13/04/04 12:20:51 WARN util.NativeCodeLoader: Unable to load native-hadoop library for your platform... using builtin-java classes where applicable
And I got this Warning. Maybe I should add some hadoop paths in CLASS_PATH.
Feel free to give any clue. =)
Thank you all.
REN Hao
(This question was also asked / answered on the spark-users mailing list).
You need to compile Spark against the particular version of Hadoop/HDFS running on your cluster. From the Spark documentation:
Spark uses the Hadoop core library to talk to HDFS and other Hadoop-supported storage systems. Because the HDFS protocol has changed in different versions of Hadoop, you must build Spark against the same version that your cluster runs. You can change the version by setting the HADOOP_VERSION variable at the top of project/SparkBuild.scala, then rebuilding Spark (sbt/sbt clean compile).

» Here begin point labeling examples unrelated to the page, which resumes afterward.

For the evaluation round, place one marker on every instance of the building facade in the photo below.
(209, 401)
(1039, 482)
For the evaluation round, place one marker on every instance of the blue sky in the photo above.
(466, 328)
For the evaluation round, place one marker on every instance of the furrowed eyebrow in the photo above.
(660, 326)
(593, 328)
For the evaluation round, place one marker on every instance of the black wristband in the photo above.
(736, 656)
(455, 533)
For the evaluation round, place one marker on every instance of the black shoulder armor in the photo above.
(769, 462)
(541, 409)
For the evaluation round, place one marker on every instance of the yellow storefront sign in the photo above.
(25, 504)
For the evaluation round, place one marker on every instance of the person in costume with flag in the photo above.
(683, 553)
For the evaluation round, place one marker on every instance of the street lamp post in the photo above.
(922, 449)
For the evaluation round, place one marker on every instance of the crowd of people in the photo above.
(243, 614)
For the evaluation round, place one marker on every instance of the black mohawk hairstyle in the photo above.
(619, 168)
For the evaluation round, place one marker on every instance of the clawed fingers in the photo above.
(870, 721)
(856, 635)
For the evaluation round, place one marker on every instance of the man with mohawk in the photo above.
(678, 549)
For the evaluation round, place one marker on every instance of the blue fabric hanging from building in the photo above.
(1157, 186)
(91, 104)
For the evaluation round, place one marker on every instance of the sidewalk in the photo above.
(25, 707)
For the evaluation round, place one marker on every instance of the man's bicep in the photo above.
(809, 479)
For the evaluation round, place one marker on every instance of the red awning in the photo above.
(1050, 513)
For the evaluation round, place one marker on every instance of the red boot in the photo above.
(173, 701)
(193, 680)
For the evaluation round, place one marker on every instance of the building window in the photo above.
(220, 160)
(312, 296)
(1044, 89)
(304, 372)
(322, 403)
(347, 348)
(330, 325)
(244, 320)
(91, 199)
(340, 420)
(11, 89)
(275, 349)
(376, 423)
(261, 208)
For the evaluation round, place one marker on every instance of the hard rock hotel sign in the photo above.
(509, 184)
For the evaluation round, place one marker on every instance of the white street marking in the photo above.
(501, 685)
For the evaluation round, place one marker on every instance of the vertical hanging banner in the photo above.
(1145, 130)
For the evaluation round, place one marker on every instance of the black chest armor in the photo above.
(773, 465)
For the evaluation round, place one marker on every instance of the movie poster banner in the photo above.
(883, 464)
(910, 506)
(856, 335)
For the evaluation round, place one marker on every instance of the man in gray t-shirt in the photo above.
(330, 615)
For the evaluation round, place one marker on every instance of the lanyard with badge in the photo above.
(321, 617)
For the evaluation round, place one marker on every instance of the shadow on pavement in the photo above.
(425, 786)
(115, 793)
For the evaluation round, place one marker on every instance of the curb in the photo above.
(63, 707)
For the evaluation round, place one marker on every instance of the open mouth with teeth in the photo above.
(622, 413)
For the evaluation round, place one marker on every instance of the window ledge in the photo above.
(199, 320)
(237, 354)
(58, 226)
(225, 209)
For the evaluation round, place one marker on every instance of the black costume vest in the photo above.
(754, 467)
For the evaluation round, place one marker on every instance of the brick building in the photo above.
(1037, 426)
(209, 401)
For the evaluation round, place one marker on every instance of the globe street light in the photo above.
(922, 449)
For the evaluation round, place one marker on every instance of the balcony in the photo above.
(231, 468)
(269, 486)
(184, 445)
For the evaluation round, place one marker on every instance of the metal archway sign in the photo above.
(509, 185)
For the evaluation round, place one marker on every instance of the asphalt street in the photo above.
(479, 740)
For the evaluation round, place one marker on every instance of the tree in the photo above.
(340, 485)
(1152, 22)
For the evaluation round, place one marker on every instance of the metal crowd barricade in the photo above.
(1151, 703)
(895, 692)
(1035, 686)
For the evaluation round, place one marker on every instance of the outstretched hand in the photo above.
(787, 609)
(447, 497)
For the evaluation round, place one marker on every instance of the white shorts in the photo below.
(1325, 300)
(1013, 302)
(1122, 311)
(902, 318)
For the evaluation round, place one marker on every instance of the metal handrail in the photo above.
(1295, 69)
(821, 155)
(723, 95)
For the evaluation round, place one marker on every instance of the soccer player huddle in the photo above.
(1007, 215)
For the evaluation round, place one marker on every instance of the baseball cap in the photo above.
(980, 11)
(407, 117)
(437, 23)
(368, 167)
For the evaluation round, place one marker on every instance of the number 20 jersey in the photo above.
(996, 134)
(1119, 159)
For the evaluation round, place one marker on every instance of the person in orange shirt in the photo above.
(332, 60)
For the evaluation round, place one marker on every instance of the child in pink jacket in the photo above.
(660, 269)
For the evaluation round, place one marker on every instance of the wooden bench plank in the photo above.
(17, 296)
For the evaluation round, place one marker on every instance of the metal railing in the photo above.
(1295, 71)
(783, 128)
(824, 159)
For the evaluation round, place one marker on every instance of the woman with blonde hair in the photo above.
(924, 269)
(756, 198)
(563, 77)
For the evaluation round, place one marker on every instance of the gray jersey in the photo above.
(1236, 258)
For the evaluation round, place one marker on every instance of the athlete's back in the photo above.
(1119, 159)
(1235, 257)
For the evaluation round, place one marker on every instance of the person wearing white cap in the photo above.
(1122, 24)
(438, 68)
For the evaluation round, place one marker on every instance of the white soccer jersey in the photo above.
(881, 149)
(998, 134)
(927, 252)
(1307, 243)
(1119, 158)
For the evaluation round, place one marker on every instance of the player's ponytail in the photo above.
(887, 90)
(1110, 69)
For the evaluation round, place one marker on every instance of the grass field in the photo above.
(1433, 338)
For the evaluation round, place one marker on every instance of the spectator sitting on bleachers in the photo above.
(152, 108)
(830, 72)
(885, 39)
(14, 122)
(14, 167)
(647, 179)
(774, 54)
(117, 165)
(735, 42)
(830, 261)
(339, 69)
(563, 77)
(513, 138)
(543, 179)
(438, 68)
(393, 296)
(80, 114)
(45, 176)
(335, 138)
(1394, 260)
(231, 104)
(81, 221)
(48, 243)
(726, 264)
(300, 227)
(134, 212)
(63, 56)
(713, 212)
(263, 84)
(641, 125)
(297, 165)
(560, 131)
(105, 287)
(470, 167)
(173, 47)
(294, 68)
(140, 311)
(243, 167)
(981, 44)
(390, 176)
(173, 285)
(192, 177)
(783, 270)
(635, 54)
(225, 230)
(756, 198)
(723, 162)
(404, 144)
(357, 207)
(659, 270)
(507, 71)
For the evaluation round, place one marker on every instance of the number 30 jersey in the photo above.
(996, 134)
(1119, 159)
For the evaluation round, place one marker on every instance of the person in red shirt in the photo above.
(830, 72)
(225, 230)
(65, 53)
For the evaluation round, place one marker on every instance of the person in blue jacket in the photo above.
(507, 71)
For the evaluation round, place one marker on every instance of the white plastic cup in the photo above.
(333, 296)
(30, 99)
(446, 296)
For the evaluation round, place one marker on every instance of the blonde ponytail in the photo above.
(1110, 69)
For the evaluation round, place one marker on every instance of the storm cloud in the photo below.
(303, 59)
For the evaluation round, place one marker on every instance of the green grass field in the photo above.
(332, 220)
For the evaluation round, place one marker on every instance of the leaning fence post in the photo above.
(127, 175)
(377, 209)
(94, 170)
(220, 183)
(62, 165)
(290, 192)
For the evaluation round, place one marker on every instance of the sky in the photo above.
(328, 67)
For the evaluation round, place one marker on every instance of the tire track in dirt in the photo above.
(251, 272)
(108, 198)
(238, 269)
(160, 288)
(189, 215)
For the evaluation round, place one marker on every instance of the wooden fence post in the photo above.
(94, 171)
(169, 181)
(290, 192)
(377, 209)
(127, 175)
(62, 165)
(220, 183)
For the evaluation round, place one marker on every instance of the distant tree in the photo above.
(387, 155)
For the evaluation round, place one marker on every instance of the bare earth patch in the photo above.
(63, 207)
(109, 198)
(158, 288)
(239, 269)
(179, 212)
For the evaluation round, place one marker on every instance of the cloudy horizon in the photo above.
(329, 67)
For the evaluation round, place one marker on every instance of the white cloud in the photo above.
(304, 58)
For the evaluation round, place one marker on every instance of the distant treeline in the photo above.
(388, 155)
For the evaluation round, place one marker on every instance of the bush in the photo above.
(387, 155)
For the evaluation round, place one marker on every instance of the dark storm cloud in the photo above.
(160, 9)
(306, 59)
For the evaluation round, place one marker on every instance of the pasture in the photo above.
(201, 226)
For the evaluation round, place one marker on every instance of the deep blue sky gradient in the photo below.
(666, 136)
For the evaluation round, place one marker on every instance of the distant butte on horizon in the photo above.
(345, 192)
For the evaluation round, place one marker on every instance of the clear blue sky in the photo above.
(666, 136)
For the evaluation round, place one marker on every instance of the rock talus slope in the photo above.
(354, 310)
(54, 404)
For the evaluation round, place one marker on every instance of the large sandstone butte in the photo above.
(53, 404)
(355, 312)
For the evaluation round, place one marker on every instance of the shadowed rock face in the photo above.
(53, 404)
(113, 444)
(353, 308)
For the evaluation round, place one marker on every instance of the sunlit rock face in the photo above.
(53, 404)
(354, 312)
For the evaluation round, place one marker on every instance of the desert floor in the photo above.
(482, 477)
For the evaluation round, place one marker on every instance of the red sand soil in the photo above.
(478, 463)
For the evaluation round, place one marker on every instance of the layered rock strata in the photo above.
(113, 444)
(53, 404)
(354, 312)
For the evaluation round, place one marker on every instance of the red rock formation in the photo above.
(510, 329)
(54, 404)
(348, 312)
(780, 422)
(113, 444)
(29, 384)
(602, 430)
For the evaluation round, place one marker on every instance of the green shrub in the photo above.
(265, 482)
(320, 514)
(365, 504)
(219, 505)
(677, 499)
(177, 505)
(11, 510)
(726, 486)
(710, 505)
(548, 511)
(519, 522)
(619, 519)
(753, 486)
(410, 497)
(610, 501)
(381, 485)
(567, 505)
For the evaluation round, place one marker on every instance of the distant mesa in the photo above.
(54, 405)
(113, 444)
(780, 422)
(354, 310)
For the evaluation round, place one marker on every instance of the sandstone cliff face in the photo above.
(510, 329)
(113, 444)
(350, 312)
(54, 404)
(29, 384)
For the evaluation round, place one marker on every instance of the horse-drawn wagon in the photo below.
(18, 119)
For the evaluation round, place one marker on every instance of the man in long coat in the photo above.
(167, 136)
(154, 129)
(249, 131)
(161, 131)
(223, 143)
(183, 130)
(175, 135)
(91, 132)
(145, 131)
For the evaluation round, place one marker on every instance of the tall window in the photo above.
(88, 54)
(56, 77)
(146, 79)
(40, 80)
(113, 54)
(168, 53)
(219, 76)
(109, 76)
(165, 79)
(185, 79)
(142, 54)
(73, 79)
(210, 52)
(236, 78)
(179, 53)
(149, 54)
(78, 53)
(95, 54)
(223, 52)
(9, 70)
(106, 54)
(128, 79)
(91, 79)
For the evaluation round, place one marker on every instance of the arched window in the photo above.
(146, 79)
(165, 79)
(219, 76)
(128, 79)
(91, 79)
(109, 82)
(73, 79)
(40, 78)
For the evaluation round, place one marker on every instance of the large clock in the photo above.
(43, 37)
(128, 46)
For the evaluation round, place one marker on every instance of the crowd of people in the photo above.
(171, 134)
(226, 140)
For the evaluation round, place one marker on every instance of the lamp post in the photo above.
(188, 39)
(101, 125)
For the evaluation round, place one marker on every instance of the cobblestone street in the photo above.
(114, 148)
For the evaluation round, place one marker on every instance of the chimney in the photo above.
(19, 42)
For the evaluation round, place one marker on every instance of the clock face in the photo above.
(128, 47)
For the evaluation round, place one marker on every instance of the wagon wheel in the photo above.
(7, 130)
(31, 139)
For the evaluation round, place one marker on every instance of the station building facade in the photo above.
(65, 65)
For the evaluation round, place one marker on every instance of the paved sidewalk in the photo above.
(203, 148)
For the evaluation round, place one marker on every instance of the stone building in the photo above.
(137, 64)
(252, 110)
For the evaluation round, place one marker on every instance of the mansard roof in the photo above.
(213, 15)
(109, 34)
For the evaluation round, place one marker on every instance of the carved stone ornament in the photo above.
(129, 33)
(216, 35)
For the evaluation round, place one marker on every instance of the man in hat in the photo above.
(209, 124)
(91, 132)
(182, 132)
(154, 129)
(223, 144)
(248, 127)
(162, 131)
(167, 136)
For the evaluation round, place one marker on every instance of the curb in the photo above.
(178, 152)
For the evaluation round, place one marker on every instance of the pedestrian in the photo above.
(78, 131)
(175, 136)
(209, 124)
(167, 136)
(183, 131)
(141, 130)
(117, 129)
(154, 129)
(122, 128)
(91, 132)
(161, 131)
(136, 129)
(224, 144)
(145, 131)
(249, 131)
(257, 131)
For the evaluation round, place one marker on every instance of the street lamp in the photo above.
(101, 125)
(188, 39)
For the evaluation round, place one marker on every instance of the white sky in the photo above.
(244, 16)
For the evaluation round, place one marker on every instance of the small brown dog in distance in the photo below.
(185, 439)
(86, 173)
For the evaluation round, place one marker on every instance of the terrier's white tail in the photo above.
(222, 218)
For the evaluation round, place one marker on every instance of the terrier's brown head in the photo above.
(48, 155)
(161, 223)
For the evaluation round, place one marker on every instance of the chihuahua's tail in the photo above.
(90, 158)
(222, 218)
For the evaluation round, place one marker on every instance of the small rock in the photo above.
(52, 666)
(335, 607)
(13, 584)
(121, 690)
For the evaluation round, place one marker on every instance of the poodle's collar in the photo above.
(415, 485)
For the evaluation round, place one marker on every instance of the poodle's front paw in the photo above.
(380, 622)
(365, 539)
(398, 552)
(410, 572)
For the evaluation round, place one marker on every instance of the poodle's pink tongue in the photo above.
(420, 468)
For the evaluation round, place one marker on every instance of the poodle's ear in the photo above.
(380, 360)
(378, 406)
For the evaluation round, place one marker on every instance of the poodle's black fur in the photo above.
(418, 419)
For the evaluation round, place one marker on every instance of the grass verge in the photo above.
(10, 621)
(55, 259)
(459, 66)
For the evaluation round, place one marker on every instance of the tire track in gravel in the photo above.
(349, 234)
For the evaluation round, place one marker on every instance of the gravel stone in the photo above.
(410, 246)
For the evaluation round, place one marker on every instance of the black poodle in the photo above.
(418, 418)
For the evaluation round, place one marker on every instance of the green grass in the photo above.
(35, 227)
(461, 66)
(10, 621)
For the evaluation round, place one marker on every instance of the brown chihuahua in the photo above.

The spark-users mailing list archives contain several questions about compiling against specific Hadoop versions, so I would search there if you run into any problems when building Spark.
You can set Coudera's Hadoop version with an environment variable when building Spark, look up your exact artifact version on Cloudera's maven repo, should be this:
SPARK_HADOOP_VERSION=2.0.0-cdh4.2.0 sbt/sbt assembly publish-local
Make sure you run whatever you run with the same Java engine you use to build Spark. Also, there are pre-built Spark packages for different Cloudera Hadoop distributions, like http://spark-project.org/download/spark-0.8.0-incubating-bin-cdh4.tgz
This might be a problem related with the installed Java in your system. Hadoop requires (Sun) Java 1.6+.